![]() |
||
Lot 124
Lot 124
Treasury 4, no. 663
HK$156,000
The Key to Freedom
Flawless crystal, ink, and watercolours; with a flat lip and recessed flat foot surrounded by a protruding flat footrim; the foot incised in clerical script with the four character hall mark Xingyouheng tang (Hall of Constancy); painted on one main side with a scholar in a boat being punted by a boatman towards a country retreat among trees, another country residence visible among the trees further up river, with misty hills beyond, the other main side with two magpies on the branches of a maple growing from behind a convoluted rock, inscribed ‘Executed in the eleventh month of the year dingwei’, with one seal of the artist, Xisan, in negative seal script
Bottle: 1760–1857
Painting: Wang Xisan, Yang village, Hebei province, winter, 1967
Height: 6.49 cm
Mouth/lip: 0.78/1.82 cm
Stopper: stained quartz; gilt-bronze collar
Lot 124 Provenance:
Unrecorded source, Hong Kong, (1972–1974)
Hugh Moss (1985)
Published:
JICSBS, December 1977, p. 21, fig. 31
Kleiner 1995, no. 434
Treasury 4, no. 663
Exhibited:
British Museum, London, June–November 1995
Israel Museum, Jerusalem, July–November 1997
Christie’s, London, 1999
Lot 124 Commentary:
When Wang Xisan was caught up in the red tide of the Cultural Revolution, he was sent back to his native place, Yang village, in Hebei province, where he was forced, at first, to do farm labour. His banishment took place on 24th August 1966 and he still harbours bitter memories of that date. He had taken with him from Beijing three blank bottles, rolled up and hidden in his bedding. He was put to work doing manual labour in the fields, earning for his country and himself a tiny fraction of what he used to earn as a painter of snuff bottles. He pointed out to the commune management that if he was allowed to paint, he could earn for the commune far more money than he could by pulling weeds and planting crops. Some considered him a braggart with his high-faluting ideas, and the commune management was suspicious that he was merely trying to find a way to visit Beijing and Tianjin occasionally, but he convinced them to let him at least show them what he could do. He would work during the long day-time hours on the commune, and paint by lantern light at night. He finished his three bottles and with permission from the commune and his uncle as his guarantor, he was allowed to go to Tianjin to sell them, which he did easily. On the strength of the three bottles he had painted, which he was able to sell for what was, to them, a great deal of money, he was gradually allowed to give up farming and resume his art so that he could enrich the commune.

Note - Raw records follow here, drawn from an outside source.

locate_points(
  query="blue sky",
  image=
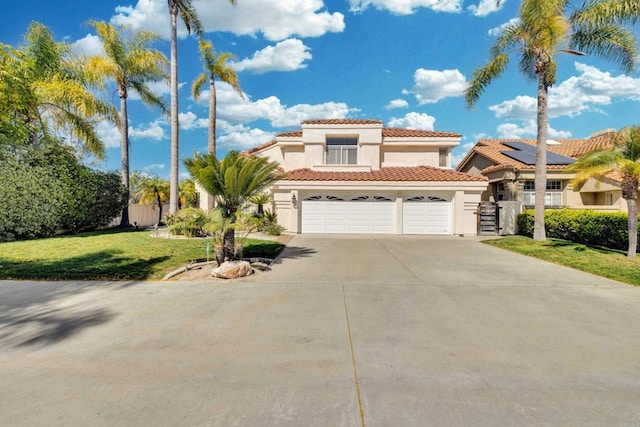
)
(405, 62)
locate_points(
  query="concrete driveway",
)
(345, 331)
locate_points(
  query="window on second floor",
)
(342, 151)
(443, 154)
(552, 196)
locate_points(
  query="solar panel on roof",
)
(525, 153)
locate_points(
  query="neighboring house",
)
(356, 176)
(509, 164)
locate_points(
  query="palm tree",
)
(622, 159)
(543, 31)
(232, 182)
(131, 64)
(216, 66)
(153, 190)
(189, 16)
(44, 89)
(188, 194)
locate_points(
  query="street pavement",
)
(344, 331)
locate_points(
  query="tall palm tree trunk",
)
(630, 194)
(124, 157)
(173, 183)
(212, 116)
(541, 159)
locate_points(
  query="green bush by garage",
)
(608, 229)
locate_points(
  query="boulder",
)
(232, 270)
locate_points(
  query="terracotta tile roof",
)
(417, 173)
(413, 133)
(492, 150)
(342, 122)
(262, 147)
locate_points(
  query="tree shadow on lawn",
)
(102, 265)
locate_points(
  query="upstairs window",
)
(443, 154)
(552, 195)
(342, 151)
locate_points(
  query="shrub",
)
(589, 227)
(189, 222)
(45, 190)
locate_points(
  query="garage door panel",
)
(427, 217)
(358, 217)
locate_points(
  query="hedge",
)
(608, 229)
(45, 190)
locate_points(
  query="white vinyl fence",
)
(142, 215)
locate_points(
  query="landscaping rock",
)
(232, 270)
(260, 266)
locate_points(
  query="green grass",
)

We know that in January 1967 Wang was briefly allowed to return to Beijing pending an appeal of his exiled status. He was forbidden to paint snuff bottles during his stay in the capital, being put to work instead making souvenir badges of the Chairman. His appeal failed, and by November 1967 he was back in Hebei. We also know that by the following June of 1968, he had sufficiently convinced the cadres that he was allowed to take his first student, his nephew Wang Baichuan.
The present bottle was painted in the winter of 1967 and must have been done after his return to Hebei. Wang recalls that he took three old bottles with him into exile, hidden in his bedding. One he painted with a picture of geese, another with a black bear, and the third he does not recall, but this was not one of them. It was probably a blank he acquired during his appeal in Beijing and painted as soon as he returned to Hebei, knowing that he must come to terms with his cadres if he was to continue his art. Its superb quality represents the key to freedom for Wang to return to his beloved art on a regular basis, even if still in exile.
At this time, Wang’s painting remained lofty and pure. He had not begun to teach a lot of students, which can sap creative energy in an artist, and he had not yet been appointed to a number of committees and political bodies, nor had he been put under commercial pressure by his status and position. Not only that, but he had to prove himself to his commune members by painting masterpieces that would be readily saleable. These various factors maintained his art at a very high level throughout the rest of the 1960s and into the 1970s.
Apart from the lovely bottle used here, which was once a plain crystal bottle belonging to the fifth Prince Ding (see Treasury 1, no. 150, and Treasury 2, nos. 359–364), the painting is a masterly work in its own right. It combines all of the qualities of a great Chinese painting, and exhibits Wang’s masterly brushwork as discussed under Treasury 4, no. 662 (lot 22 here). The painting may have been inspired by Zhang Daqian (1899–1983) who painted a series of works during the mid-century of birds on the branches of red-leafed maple trees. They were so distinctive that they inspired other artists of the day, and it is likely that Wang had seen such paintings, although the composition and style are entirely his own and it is possible that he arrived at a similar sort of image independently.